K-12 schools are improving protection against online attacks, but many are vulnerable to ransomware gangs

WASHINGTON (AP) — Some K-12 public schools are racing to improve protection against the threat of online attacks, but lax cybersecurity means thousands more schools are vulnerable to ransomware gangs that can… Theft of confidential data and disable operations.

Since a White House conference After the ransomware threats, dozens of school districts signed up for free cybersecurity services, and federal officials hosted trainings with schools to help them learn how to better secure their networks, said Anne Neuberger, the Biden administration’s deputy national security adviser for cybersecurity. . and emerging technologies.

More districts need to take advantage of available software that will better protect against cyber attackers who are increasingly targeting schools, Neuberger said. Their goal is to shut down computer systems and, in some cases, steal and publish sensitive personal information if a ransom is not paid.

“Settlements happen over and over again, often in the same way, and there are defenses to protect against them. Here the government has actually brought companies together, brought agencies together to deploy some of those companies,” Neuberger said in an interview. “Don’t give up. Contact us and register. And your children will be safer online.”

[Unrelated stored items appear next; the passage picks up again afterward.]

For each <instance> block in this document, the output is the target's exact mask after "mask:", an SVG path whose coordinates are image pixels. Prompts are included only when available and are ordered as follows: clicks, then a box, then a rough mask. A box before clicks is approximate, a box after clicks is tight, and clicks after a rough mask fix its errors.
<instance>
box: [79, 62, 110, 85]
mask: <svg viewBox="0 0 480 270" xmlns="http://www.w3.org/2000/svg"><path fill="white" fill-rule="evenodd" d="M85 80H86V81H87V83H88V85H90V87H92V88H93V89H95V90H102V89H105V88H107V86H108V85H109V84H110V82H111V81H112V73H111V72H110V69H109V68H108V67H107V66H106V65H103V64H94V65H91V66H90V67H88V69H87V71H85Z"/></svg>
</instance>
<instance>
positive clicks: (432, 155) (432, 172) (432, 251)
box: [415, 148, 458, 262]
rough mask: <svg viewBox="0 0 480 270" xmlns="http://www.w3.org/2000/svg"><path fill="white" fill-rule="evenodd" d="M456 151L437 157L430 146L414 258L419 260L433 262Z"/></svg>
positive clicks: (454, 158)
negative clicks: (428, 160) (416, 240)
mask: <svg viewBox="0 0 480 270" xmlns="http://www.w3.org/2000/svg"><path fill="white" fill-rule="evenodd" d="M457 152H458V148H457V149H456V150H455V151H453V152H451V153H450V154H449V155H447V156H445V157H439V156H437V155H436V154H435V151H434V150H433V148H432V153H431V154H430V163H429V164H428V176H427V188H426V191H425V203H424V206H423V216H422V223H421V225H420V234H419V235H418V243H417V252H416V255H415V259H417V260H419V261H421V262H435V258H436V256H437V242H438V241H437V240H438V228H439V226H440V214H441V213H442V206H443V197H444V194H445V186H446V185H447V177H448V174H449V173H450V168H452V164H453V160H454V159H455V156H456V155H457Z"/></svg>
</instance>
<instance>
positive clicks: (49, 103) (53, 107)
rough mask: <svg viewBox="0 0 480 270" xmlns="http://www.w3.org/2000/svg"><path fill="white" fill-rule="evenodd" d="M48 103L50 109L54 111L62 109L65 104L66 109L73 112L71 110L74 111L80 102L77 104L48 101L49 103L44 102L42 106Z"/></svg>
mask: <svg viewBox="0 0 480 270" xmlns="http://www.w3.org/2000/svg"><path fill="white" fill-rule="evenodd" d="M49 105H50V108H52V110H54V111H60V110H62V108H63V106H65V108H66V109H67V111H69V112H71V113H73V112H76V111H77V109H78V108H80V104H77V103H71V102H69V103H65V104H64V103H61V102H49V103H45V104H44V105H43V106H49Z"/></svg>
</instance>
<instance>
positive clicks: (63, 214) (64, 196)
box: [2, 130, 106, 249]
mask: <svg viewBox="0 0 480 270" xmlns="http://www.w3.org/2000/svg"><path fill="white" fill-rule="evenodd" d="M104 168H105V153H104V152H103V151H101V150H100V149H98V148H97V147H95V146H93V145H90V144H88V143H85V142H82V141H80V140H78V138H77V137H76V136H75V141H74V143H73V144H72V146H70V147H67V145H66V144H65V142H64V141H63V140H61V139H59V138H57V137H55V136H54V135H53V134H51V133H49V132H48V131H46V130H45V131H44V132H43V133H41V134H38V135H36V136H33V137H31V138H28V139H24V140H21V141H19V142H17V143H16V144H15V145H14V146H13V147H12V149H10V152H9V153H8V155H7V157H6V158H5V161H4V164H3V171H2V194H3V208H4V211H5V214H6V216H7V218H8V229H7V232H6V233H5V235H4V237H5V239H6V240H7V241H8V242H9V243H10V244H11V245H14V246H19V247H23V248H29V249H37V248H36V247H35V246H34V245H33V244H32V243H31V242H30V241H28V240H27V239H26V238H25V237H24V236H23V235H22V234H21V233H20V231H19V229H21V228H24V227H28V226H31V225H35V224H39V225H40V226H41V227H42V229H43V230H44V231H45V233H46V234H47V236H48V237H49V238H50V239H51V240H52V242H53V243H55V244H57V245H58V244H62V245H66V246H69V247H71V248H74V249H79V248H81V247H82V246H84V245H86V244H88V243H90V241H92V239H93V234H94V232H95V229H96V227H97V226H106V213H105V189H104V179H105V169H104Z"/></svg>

The administration announced steps over the summer to help cash-strapped schools, which have been slow to build cybersecurity defenses. Ransomware attackers, many of them based in Russia, not only forced schools to temporarily close, but also exposed a wealth of private information to students.

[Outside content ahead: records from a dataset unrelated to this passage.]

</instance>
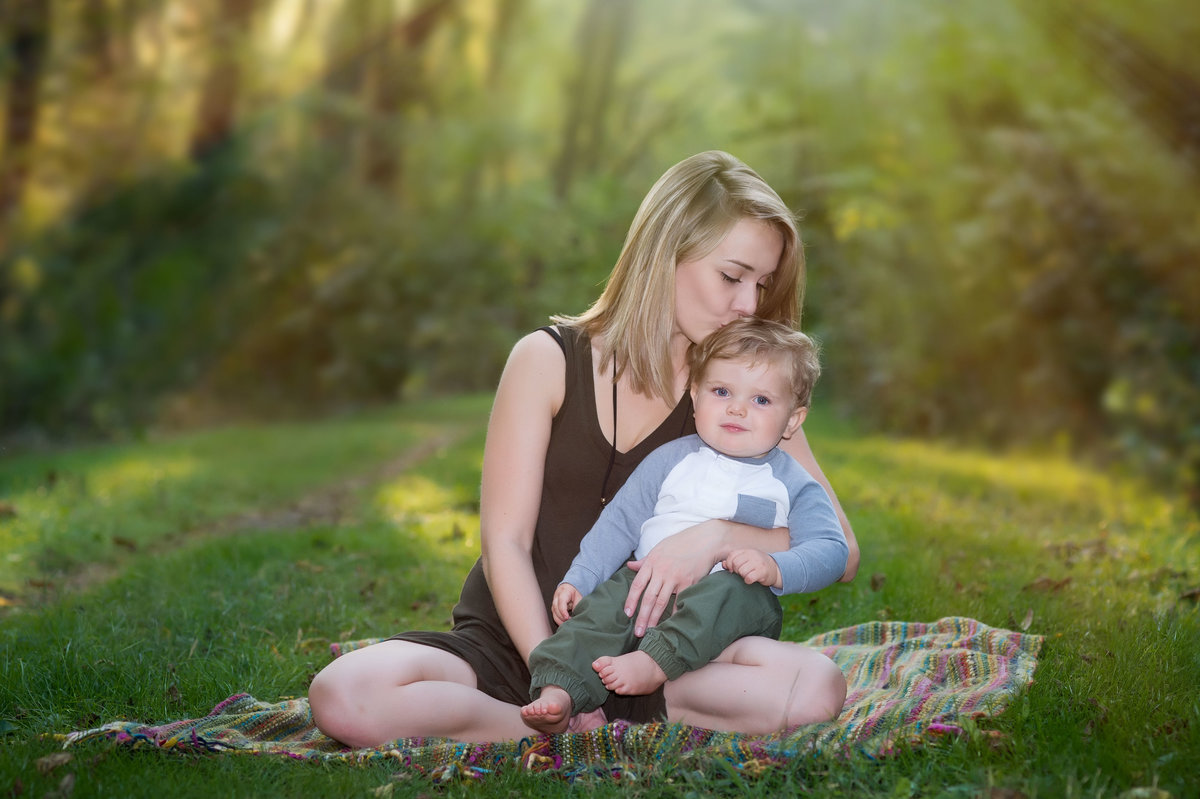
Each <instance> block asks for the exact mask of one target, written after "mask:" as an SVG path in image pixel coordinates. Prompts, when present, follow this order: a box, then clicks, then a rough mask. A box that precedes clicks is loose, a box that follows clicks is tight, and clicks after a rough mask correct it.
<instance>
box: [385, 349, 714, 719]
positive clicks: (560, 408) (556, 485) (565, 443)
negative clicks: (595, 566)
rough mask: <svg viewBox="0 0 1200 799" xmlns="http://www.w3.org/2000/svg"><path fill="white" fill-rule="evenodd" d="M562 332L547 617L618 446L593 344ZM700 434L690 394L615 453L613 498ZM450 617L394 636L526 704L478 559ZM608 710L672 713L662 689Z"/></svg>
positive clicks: (545, 515) (541, 575) (548, 547)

Last month, parents filed a lawsuit against the Clark County School District in Nevada, alleging that a ransomware attack led to the release of highly sensitive information about teachers, students and their families in the nation’s fifth-largest school district. In another high-profile case this year, hackers broke into the Minneapolis public school system and dumped sexual assault case records and other sensitive files online after the district refused to pay a $1 million ransom.

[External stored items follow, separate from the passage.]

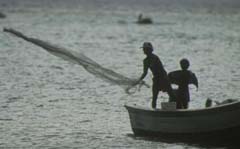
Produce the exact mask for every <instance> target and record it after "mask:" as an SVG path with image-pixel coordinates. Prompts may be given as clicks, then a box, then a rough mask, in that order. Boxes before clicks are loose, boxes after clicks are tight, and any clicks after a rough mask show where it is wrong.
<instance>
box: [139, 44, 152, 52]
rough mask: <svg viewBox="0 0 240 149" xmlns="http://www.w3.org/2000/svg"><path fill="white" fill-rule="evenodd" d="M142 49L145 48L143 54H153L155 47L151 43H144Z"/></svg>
mask: <svg viewBox="0 0 240 149" xmlns="http://www.w3.org/2000/svg"><path fill="white" fill-rule="evenodd" d="M141 48H143V52H144V53H145V54H146V55H148V54H151V53H152V52H153V46H152V44H151V43H150V42H144V43H143V46H142V47H141Z"/></svg>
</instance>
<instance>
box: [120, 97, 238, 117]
mask: <svg viewBox="0 0 240 149" xmlns="http://www.w3.org/2000/svg"><path fill="white" fill-rule="evenodd" d="M124 106H125V108H126V109H127V110H128V112H129V114H130V113H142V114H145V115H146V114H149V115H153V116H155V115H156V116H166V117H171V116H172V117H176V116H197V115H205V114H208V115H210V114H219V113H224V112H230V111H235V110H239V109H240V101H236V102H232V103H227V104H224V105H218V106H214V107H208V108H201V109H176V110H162V109H152V108H146V107H145V108H144V107H141V106H137V105H127V104H125V105H124Z"/></svg>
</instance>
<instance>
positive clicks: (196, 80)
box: [168, 59, 198, 109]
mask: <svg viewBox="0 0 240 149" xmlns="http://www.w3.org/2000/svg"><path fill="white" fill-rule="evenodd" d="M180 66H181V68H182V70H177V71H173V72H170V73H169V74H168V77H169V80H170V81H171V83H173V84H176V85H178V89H177V90H176V97H177V100H176V102H177V109H187V108H188V103H189V101H190V94H189V87H188V85H189V84H194V85H195V86H196V87H197V88H198V80H197V77H196V76H195V74H194V73H193V72H191V71H190V70H188V68H189V66H190V63H189V61H188V60H187V59H181V60H180Z"/></svg>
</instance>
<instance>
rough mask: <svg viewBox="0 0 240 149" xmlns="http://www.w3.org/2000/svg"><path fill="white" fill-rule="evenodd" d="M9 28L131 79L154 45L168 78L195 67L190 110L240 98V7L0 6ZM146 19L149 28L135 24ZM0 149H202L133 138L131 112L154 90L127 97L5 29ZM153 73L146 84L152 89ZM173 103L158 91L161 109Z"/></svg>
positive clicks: (227, 6)
mask: <svg viewBox="0 0 240 149" xmlns="http://www.w3.org/2000/svg"><path fill="white" fill-rule="evenodd" d="M0 2H1V3H0V4H1V6H0V7H1V11H2V12H3V13H5V14H6V15H7V18H5V19H1V20H0V27H1V30H2V29H3V27H7V28H13V29H16V30H19V31H21V32H23V33H24V34H25V35H27V36H29V37H34V38H38V39H42V40H44V41H48V42H50V43H53V44H56V45H59V46H61V47H65V48H66V49H71V50H74V51H76V52H79V53H84V54H85V55H86V56H88V57H89V58H91V59H93V60H94V61H96V62H97V63H99V64H100V65H101V66H104V67H106V68H108V69H111V70H113V71H115V72H118V73H120V74H122V75H124V76H127V77H130V78H136V79H137V78H138V77H139V76H140V75H141V73H142V60H143V59H144V57H145V56H144V54H143V52H142V50H141V49H140V48H139V47H141V46H142V43H143V42H144V41H150V42H152V44H153V46H154V53H156V54H157V55H158V56H159V57H160V59H161V61H162V62H163V64H164V67H165V69H166V70H167V71H168V72H170V71H174V70H177V69H180V66H179V60H180V59H182V58H187V59H189V61H190V63H191V66H190V70H191V71H193V72H194V73H195V74H196V76H197V77H198V80H199V89H198V90H196V88H195V87H194V86H190V92H191V102H190V108H191V109H194V108H203V107H204V104H205V101H206V99H207V98H211V99H213V100H216V101H222V100H224V99H228V98H239V97H240V93H239V90H240V75H239V74H240V71H239V70H240V26H239V23H240V12H239V11H238V9H237V8H239V2H237V1H234V0H231V1H227V0H225V1H224V0H221V1H219V2H218V3H214V1H213V2H209V3H208V2H207V1H202V3H201V2H197V1H194V0H187V1H184V0H181V1H174V0H172V1H164V0H161V1H157V0H149V1H143V0H141V1H137V0H129V1H127V0H123V1H117V0H116V1H114V0H102V1H101V0H91V1H90V0H89V1H87V0H79V1H77V0H69V1H64V0H52V1H50V0H49V1H48V0H44V1H37V0H35V1H34V0H32V1H31V0H21V1H17V0H9V1H4V0H1V1H0ZM140 13H142V14H143V15H144V16H149V17H151V18H152V19H153V22H154V23H153V24H151V25H139V24H136V20H137V17H138V15H139V14H140ZM0 52H1V54H0V75H1V78H0V132H1V133H0V148H133V149H138V148H142V149H145V148H159V149H160V148H172V149H178V148H180V149H181V148H202V147H201V145H200V146H199V145H191V144H183V143H165V142H160V141H156V140H155V141H153V140H149V139H144V138H141V137H134V135H133V132H132V130H131V126H130V121H129V116H128V113H127V111H126V109H125V108H124V104H127V103H135V104H138V105H143V106H146V107H149V106H150V105H151V89H150V88H146V87H142V88H141V90H137V89H136V92H135V93H134V94H132V95H128V94H126V93H125V91H124V90H123V89H122V88H121V87H119V86H118V85H114V84H110V83H108V82H105V81H103V80H101V79H99V78H96V77H95V76H94V75H92V74H90V73H88V72H87V71H86V70H85V69H84V68H83V67H82V66H80V65H76V64H75V65H74V64H71V63H69V62H67V61H64V60H62V59H61V58H58V57H55V56H53V55H51V54H49V53H48V52H46V51H44V50H42V49H41V48H39V47H37V46H35V45H33V44H31V43H28V42H26V41H24V40H22V39H19V38H16V37H14V36H12V35H10V34H8V33H4V32H2V31H1V34H0ZM151 77H152V76H151V73H150V72H149V74H148V76H147V77H146V78H145V81H146V82H147V83H148V84H150V85H151ZM167 100H168V97H167V95H166V94H165V93H160V94H159V98H158V107H160V105H161V104H160V102H161V101H163V102H166V101H167Z"/></svg>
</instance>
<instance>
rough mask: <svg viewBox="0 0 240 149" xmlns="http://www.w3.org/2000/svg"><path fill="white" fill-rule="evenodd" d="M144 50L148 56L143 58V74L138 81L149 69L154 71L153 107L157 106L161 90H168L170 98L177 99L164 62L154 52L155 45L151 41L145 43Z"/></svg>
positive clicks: (144, 42) (152, 86) (143, 77)
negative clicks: (163, 63)
mask: <svg viewBox="0 0 240 149" xmlns="http://www.w3.org/2000/svg"><path fill="white" fill-rule="evenodd" d="M142 48H143V52H144V54H145V55H146V56H147V57H146V58H145V59H144V60H143V74H142V75H141V77H140V78H139V79H138V81H137V82H136V84H137V83H139V82H140V81H142V80H143V79H144V78H145V76H146V75H147V73H148V69H150V70H151V71H152V74H153V79H152V80H153V84H152V108H156V105H157V97H158V93H159V91H162V92H167V93H168V95H169V99H172V100H173V99H175V95H174V93H173V90H172V87H171V84H170V82H169V79H168V76H167V72H166V71H165V69H164V68H163V65H162V62H161V61H160V59H159V57H158V56H157V55H155V54H153V53H152V52H153V46H152V44H151V43H150V42H144V43H143V47H142Z"/></svg>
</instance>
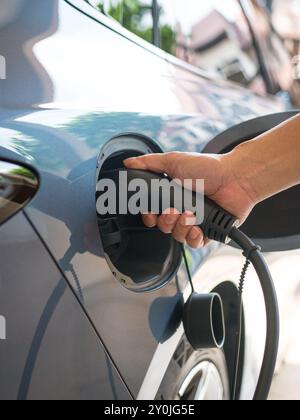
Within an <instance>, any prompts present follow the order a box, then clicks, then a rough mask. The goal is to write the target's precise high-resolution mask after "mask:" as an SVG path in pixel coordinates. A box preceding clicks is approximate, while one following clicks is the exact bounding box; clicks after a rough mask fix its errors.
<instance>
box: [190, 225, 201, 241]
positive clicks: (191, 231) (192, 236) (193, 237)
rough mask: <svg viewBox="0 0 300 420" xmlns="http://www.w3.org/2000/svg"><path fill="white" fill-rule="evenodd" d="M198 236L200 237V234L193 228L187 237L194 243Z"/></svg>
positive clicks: (195, 229)
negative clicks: (189, 233)
mask: <svg viewBox="0 0 300 420" xmlns="http://www.w3.org/2000/svg"><path fill="white" fill-rule="evenodd" d="M200 235H201V233H200V231H199V229H198V228H196V227H193V229H192V230H191V231H190V234H189V237H190V238H191V239H192V241H194V240H195V239H197V238H198V237H199V236H200Z"/></svg>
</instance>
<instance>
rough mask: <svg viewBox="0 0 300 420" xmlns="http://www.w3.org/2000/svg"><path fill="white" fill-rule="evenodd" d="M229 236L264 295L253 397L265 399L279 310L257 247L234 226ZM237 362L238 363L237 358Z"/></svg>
mask: <svg viewBox="0 0 300 420" xmlns="http://www.w3.org/2000/svg"><path fill="white" fill-rule="evenodd" d="M229 237H230V239H232V240H233V241H234V242H235V243H236V244H237V245H238V246H240V248H241V249H242V250H243V251H244V255H246V258H247V259H248V260H249V261H250V262H251V263H252V265H253V267H254V269H255V271H256V273H257V276H258V278H259V280H260V284H261V288H262V291H263V295H264V300H265V308H266V318H267V334H266V344H265V351H264V358H263V363H262V367H261V371H260V375H259V380H258V384H257V387H256V391H255V394H254V398H253V399H254V400H266V399H267V398H268V395H269V392H270V388H271V385H272V381H273V375H274V371H275V368H276V361H277V354H278V346H279V333H280V331H279V310H278V302H277V296H276V291H275V288H274V284H273V281H272V276H271V273H270V271H269V268H268V266H267V264H266V261H265V259H264V257H263V255H262V253H261V251H260V249H259V247H258V246H257V245H255V244H254V243H253V242H252V241H251V239H249V238H248V237H247V236H246V235H245V234H244V233H243V232H241V231H240V230H239V229H237V228H236V227H234V228H233V229H232V230H231V232H230V234H229ZM237 363H238V364H239V360H238V361H237Z"/></svg>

More than 9,000 small public school districts across the United States with up to 2,500 students — nearly 70 percent of the nation’s public districts — are now eligible for free cybersecurity services from web security company Cloudflare through a new program called Project Cybersafe Schools, Neuberger said. Since August, about 140 districts in 32 states have signed up for the program, which provides free email security and other protection from online threats, she said.

James Hutz, technology coordinator for Rush City Public Schools in Minnesota, said the program arrived at the right time for their district, quickly stopping 100 suspicious emails from reaching employees. Cybercriminals often try to get teachers to click on malicious links by pretending to be an administrator sharing documents about things like pay raises, Hutz said.

“We’re not going to be bulletproof, but the more we do to make it harder, the better between user training, this software and everything else,” Hutz said.

Newberger also said that a $20 million grant program from Amazon Web Services designed to help schools improve their cybersecurity has received about 130 applications.

The FCC also proposed a pilot program that would provide up to $200 million over three years to strengthen cyber defense in schools and libraries. The hope is that the money will be available to schools in the “near future,” Neuberger said.

But Doug Levine, director of K12 Security Information eXchange, a Virginia-based nonprofit that helps schools defend against cybersecurity risks, said he fears attacks against schools will continue to grow in frequency and severity without more federal support and requirements imposed by schools. They have basic cybersecurity controls.

“Most of them are underfunded for their IT jobs. They don’t have cybersecurity experts on staff. They’re increasingly viewed as an easy target by cybercriminals,” Levin said. “So, I think ultimately the federal government will need To make more effort.”